Cardinal John Henry Newman once said, “To live is to change, and to be perfect is to have changed often.”
In Ireland, it’s easy, and easily tempting, perhaps, to say that Arlene Foster is a bigot, or full of hatred, or unreasonable. But to think that way is no good. In fact, it exacerbates the already damaged atmosphere that is currently swirling around the northern unionists thinking, in respect of Ireland. None of us are perfect, but it is time to stop that line of thinking.
In order to help change the Unionists thinking we must try to extend to them the hand of friendship. We all live together on a tiny dot in the ocean of the world, and it just happens to be the case that Ireland is uppermost in the minds of Europeans, with regard to Brexit. This leads to Unionism feeling isolated.
This leads to all sorts of triumphalism, and temptations to get one over on our Unionist members of the territory of the north.
Democratic Unionist Party leader Ms Foster has been brought up, and her mind has been taught to believe that the south of Ireland is a threat.
She was raised on a diet of seeing her friends walking into any good job that was going, and getting preferential treatment at all times, in the North.

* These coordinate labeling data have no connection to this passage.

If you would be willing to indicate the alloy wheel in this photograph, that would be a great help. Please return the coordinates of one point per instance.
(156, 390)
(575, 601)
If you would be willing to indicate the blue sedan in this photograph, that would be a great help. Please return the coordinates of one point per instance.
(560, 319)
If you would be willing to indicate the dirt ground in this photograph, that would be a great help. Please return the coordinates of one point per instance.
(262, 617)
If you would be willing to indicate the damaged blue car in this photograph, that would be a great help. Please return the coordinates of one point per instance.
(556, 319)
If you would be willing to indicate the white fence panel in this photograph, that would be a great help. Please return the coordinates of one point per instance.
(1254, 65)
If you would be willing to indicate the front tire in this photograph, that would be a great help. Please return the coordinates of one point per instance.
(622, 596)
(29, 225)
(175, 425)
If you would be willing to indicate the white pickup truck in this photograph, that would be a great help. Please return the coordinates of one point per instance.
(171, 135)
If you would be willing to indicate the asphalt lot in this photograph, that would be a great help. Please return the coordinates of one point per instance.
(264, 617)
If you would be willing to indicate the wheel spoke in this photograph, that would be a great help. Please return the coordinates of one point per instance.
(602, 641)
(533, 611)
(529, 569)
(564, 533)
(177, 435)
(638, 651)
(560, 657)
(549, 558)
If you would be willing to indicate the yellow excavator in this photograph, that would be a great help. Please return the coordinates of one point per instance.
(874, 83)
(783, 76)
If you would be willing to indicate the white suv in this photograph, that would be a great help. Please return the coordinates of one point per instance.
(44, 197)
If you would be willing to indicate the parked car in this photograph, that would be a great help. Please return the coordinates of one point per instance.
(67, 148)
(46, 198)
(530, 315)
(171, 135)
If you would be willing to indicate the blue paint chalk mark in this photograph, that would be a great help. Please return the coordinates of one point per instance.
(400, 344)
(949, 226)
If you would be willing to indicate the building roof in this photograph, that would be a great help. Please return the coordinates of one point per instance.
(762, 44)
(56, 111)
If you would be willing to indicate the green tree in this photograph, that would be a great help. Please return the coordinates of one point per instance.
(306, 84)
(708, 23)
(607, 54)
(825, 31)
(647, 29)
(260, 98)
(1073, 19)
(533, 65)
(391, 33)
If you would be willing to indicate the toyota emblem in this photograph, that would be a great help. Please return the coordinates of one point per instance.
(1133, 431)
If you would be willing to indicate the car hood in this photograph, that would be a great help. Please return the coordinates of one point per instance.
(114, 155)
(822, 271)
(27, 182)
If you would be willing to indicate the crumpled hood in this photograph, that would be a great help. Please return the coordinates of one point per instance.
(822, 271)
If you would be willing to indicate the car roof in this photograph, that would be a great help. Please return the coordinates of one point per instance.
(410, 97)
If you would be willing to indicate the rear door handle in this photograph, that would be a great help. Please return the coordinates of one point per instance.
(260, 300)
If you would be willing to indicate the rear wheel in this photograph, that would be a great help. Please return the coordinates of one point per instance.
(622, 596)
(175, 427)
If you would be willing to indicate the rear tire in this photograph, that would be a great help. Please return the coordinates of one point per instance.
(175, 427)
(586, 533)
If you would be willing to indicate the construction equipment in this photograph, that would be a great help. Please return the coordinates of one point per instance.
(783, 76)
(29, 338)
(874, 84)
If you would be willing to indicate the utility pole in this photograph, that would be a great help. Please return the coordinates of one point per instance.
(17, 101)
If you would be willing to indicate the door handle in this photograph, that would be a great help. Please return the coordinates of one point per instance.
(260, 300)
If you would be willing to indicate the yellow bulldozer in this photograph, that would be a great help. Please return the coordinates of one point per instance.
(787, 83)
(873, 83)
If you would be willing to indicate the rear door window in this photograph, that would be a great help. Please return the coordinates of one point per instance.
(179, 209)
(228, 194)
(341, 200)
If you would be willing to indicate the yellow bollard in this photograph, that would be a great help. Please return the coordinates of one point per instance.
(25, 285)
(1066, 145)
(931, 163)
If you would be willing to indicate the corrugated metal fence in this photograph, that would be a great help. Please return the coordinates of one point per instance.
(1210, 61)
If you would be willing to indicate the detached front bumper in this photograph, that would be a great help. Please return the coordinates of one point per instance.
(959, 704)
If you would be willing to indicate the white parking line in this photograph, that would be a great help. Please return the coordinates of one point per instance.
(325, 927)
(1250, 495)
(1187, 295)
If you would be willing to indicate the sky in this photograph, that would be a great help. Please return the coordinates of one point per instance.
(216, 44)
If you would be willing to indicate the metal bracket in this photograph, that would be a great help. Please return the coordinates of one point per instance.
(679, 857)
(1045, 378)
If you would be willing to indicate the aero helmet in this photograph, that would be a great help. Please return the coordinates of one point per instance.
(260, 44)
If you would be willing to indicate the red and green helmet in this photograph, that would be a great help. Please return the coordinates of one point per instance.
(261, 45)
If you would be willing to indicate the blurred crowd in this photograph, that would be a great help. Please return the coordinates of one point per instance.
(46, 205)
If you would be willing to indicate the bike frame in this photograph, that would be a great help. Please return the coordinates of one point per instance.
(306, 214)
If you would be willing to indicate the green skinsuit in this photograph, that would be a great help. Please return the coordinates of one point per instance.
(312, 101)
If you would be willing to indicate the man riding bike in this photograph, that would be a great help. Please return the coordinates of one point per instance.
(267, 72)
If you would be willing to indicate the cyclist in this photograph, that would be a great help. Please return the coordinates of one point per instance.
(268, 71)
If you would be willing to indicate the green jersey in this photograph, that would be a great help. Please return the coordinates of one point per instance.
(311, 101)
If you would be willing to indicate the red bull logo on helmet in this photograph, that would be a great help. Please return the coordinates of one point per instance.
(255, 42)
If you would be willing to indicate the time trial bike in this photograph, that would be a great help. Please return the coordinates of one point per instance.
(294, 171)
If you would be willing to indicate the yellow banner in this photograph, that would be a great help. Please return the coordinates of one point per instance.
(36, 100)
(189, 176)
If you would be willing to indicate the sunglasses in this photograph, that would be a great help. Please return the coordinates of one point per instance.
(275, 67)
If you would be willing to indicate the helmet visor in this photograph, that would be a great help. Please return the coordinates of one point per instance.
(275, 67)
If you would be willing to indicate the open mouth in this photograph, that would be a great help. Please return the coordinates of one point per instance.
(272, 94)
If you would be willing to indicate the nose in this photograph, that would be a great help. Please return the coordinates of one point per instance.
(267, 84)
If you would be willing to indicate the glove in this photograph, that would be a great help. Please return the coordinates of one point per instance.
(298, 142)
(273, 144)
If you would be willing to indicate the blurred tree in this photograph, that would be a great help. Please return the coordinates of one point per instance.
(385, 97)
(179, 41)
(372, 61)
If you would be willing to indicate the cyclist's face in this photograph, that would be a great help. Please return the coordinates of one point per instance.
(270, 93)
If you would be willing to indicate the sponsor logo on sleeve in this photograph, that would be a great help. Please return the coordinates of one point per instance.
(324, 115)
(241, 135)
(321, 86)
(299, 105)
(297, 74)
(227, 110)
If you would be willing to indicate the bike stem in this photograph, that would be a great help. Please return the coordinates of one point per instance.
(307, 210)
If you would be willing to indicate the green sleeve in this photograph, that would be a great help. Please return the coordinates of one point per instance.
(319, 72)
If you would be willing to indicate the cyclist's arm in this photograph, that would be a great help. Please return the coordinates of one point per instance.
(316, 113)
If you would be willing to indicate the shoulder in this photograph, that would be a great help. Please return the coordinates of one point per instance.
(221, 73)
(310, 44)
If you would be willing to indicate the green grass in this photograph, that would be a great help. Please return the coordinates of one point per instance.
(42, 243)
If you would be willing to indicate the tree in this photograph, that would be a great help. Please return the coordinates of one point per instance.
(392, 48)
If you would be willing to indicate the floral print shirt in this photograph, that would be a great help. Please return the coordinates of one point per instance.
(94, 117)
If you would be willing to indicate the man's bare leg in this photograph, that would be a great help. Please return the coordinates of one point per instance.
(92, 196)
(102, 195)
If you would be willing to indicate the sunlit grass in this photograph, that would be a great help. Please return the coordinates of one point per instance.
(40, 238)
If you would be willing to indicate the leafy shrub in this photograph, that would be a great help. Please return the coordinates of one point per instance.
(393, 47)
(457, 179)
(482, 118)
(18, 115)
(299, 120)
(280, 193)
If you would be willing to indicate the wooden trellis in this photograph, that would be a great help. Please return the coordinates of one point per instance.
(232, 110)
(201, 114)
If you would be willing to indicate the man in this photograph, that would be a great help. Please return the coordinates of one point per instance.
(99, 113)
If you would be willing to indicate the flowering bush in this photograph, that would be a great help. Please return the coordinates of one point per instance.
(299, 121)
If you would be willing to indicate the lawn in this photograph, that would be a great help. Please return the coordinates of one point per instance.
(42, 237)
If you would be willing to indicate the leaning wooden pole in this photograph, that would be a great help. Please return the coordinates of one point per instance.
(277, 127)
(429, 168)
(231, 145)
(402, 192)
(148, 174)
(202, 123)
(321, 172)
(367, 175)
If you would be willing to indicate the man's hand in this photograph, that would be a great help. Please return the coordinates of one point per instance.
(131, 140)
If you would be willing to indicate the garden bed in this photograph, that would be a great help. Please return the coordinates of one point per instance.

It’s natural, that she feels dismayed, and cornered, and indeed threatened.
Everyone forgets these days, that this all started with England’s occupation of a territory they didn’t own. But that was so many years ago, that it is pointless remembering all the time, ad infinitum, and prolonging the pain of those times. For Ms Foster, Brexit is almost becoming tantamount to suffering a whole new territorial occupation, and being threatened with a new set of rules, and that absolutely is not something she can even contemplate, at present.
We shouldn’t blame her, really. In fact we should feel some sympathy for a person who was used to always having control, now being reduced to the sidelines in terms of meaningful debate.
All of us, would find it an awful wrench to wake up and find that everything was changed. For the Unionist Party, that is the reality. It will take time to change.
Her deputy leader, Nigel Dodds, is, if anything, filled with something akin to hatred. That’s a great pity if he feels that way.
Everyone has to embrace change, and it is incumbent to engage with change. We all have to change and most of us find the changes of the world quite difficult to accept and absorb. But it’s necessary.
It is vital, at this time, that we show some compassion for our Northern protestant neighbours. They too, are going through many changes and for them, it seems particularly egregious.
Of course, it’s not. But it’s not easy for them to swallow either.